La questione è giunta una prima volta davanti alla Corte di Cassazione. I giudici di legittimità hanno demandato al giudice territoriale il compito di quantificare il credito vantato dal creditore istante. Tale verifica serviva a chiarire se il fornitore potesse dimostrare una pretesa superiore al limite legale di trentamila euro.
I limiti procedurali nell’esame dell’istanza di fallimento
Il giudice del rinvio ha confermato la dichiarazione di insolvenza. La corte territoriale ha fondato la decisione sui debiti totali iscritti a bilancio e su protesti bancari, trascurando la determinazione specifica del credito azionato dal fornitore. Secondo i giudici d’appello, la presenza di debiti complessivi sopra la soglia rendeva superfluo l’approfondimento sulle singole fatture contestate.
La società debitrice ha impugnato nuovamente la pronuncia in Cassazione. L’azienda ha denunciato lo sconfinamento dei poteri decisori da parte della corte d’appello. Il giudice di rinvio ha ignorato il mandato tassativo ricevuto dalla decisione rescindente (la sentenza di annullamento con rinvio).
Le motivazioni sulla verifica dell’istanza di fallimento
La Corte di Cassazione ha accolto pienamente il ricorso della debitrice. I giudici hanno chiarito che il giudice di rinvio compie un grave errore processuale quando oltrepassa i confini segnati dal giudizio di legittimità. La precedente ordinanza imponeva l’accertamento incidentale della reale consistenza del credito del fornitore istante.

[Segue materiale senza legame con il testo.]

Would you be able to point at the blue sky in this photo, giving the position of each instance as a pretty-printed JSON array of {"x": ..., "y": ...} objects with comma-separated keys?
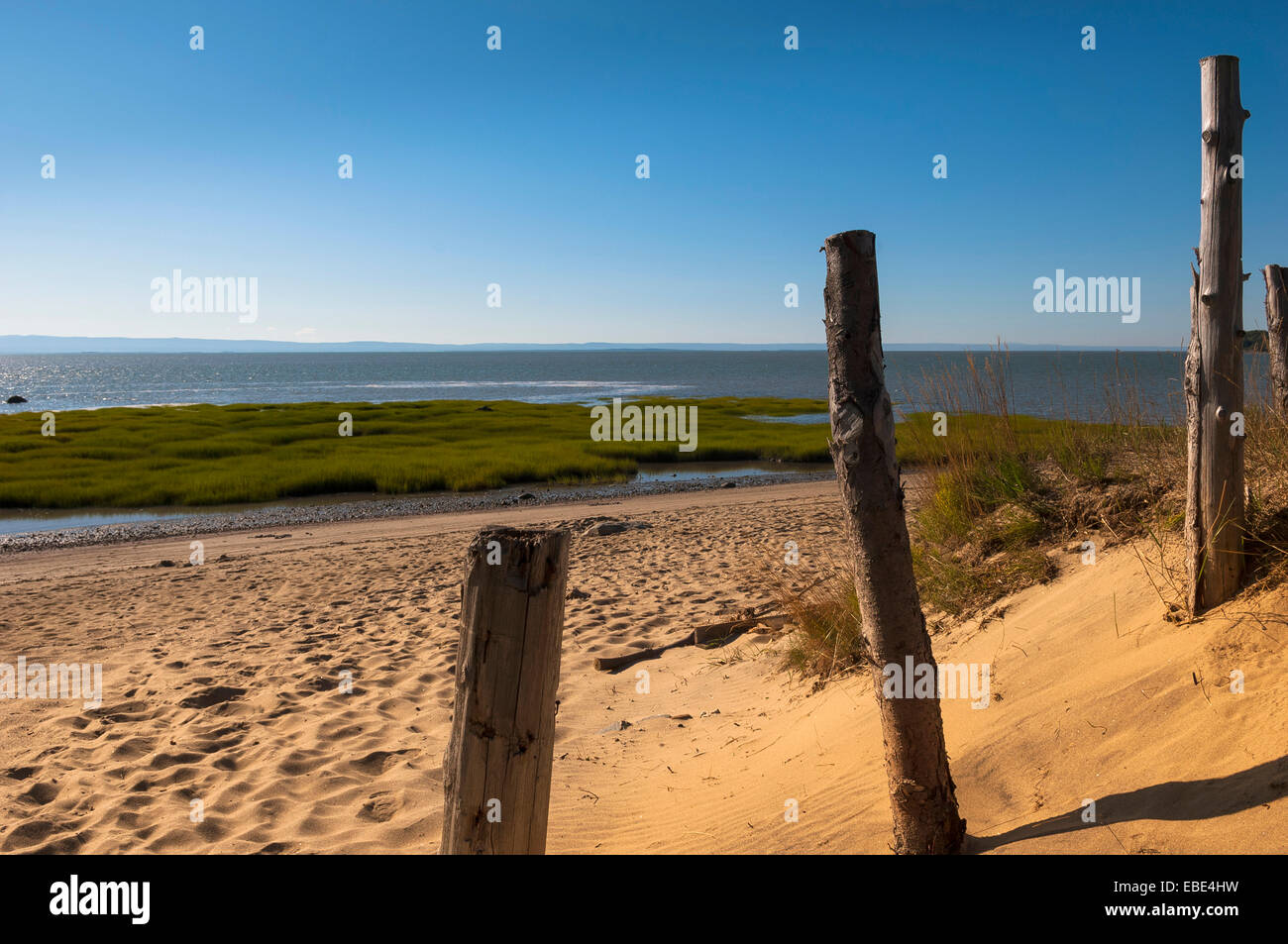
[{"x": 518, "y": 166}]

La corte territoriale non poteva eludere questa verifica sostituendola con un generico riferimento ai debiti complessivi dell’imprenditore. I crediti del fornitore erano privi di titolo esecutivo e parzialmente contestati per emissione su conti correnti estranei alla società. Il mancato conteggio esatto del credito originario rende nulla la motivazione della sentenza d’appello.

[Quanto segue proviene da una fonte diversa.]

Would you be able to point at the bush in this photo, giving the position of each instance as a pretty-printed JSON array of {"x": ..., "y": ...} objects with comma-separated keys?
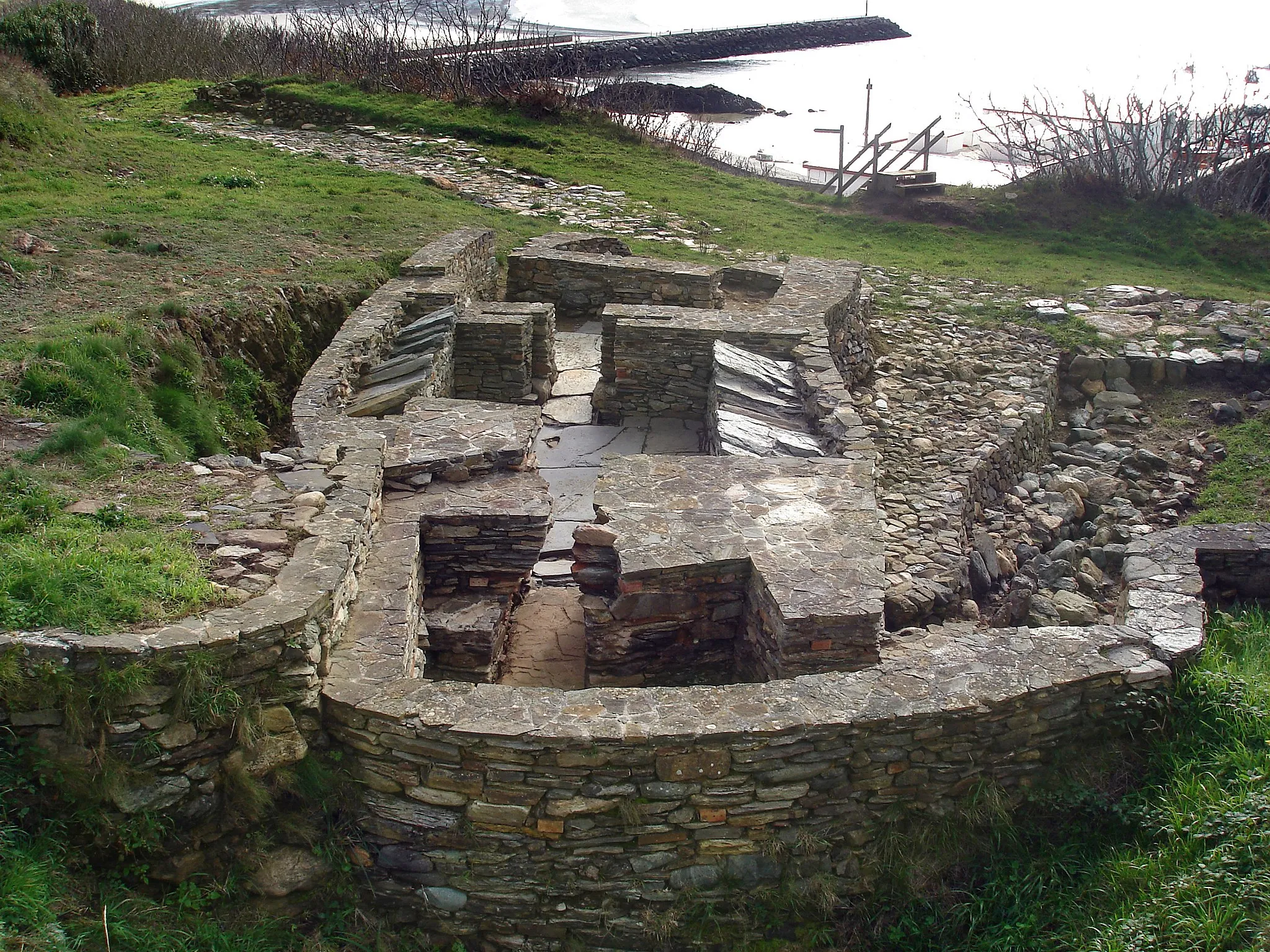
[
  {"x": 60, "y": 40},
  {"x": 86, "y": 573}
]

Le conclusioni: vittoria della debitrice e riapertura del giudizio
La Suprema Corte ha cassato la decisione impugnata e ha rinviato gli atti a una diversa sezione della corte d’appello. La società debitrice ottiene così la rimozione della precedente pronuncia sfavorevole. Il nuovo giudice dovrà valutare punto per punto la validità delle fatture e delle sottoscrizioni del fornitore istante prima di poter dichiarare aperta qualsiasi procedura concorsuale.
Il pagamento parziale in giudizio blocca l’apertura del fallimento?

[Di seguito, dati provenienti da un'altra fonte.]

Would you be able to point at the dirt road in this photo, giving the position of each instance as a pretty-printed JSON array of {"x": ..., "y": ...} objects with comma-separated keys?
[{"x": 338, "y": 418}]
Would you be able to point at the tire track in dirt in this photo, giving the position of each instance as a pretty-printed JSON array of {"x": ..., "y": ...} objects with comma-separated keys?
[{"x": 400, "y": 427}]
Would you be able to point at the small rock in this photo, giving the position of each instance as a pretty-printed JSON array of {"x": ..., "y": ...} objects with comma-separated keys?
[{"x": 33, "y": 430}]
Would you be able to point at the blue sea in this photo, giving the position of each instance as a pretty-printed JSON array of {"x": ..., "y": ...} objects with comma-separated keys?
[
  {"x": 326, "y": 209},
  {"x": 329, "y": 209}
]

L’offerta non formale di pagamento eseguita durante la causa non cancella la legittimazione del creditore se quest’ultimo non accetta la somma, ma può incidere sulla valutazione complessiva dello stato di insolvenza.
Il creditore deve possedere un titolo esecutivo per chiedere il fallimento?
Il creditore non deve necessariamente possedere una sentenza o un decreto esecutivo, ma il giudice deve svolgere una verifica incidentale per accertare l’esistenza e la consistenza del credito contestato.
Quali sono i vincoli per il giudice dopo una sentenza di rinvio?
Il giudice di rinvio deve attenersi strettamente ai principi e ai compiti indicati dalla Corte di Cassazione, senza ampliare arbitrariamente il campo d’indagine a elementi estranei al mandato ricevuto.